Accused Australian priest in PNG has no visa

AUSTRALIA
Sydney Morning Herald

October 6, 2014

Rory Callinan
Investigative journalist

A Catholic priest who, as a religious brother, is alleged to have abused boys in the 1960s in Australia and has been allowed to continue ministering in Papua New Guinea has not had a valid visa for the country for four years, a senior church administrator says.

Father Roger Mount has also ignored official requests to leave his parish at Sogeri near the Kokoda Track about 45 kilometres north-east of Port Moresby since 2011.

However, Port Moresby officials have said Fr Mount will be removed from the parish by Thursday.
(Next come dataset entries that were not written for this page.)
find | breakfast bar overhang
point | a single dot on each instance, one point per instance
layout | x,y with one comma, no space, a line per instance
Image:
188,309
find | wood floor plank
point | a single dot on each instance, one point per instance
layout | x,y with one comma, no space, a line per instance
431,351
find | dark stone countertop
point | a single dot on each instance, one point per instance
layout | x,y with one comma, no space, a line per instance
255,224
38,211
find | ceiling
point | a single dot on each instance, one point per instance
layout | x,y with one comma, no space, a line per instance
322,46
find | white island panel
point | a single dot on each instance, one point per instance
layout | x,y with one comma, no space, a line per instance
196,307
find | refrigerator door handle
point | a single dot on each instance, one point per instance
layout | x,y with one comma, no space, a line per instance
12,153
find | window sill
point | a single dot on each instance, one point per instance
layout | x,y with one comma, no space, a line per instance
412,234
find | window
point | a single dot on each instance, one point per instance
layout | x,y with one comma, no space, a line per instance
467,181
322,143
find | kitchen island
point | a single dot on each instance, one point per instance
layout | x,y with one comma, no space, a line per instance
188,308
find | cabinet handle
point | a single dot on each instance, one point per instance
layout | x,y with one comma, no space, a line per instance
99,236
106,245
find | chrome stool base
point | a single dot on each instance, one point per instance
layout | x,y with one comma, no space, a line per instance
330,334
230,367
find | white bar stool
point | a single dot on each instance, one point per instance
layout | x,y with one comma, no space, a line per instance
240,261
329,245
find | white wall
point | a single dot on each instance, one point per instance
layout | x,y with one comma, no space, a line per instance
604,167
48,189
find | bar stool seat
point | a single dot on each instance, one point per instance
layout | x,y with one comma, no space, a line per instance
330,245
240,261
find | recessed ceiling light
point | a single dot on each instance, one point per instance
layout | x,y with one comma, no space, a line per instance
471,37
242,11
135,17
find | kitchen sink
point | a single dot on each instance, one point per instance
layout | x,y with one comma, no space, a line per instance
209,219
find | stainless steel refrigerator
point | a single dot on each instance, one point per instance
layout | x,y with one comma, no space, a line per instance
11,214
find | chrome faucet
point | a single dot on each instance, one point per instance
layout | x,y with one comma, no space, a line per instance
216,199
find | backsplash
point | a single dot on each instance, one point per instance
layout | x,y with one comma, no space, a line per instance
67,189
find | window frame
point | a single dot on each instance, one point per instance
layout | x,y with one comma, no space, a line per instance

The order to leave the parish came after Fairfax contacted the Port Moresby diocese to reveal a second alleged Australian victim of Fr Mount had come forward to publicly express outrage over the church’s failure to launch any investigation into the allegations.

Over the past two decades the Catholic St John of God Order in Australia which employed Roger Mount as a brother when the alleged abuse occurred has paid more than $100,000 to his alleged victims and apologised.

Yet the then Brother Mount, who moved to Papua New Guinea in the 1980s and became a priest, has never faced any official inquiry over the allegations, which involved boys as young as 11 and 12 at homes run by the order.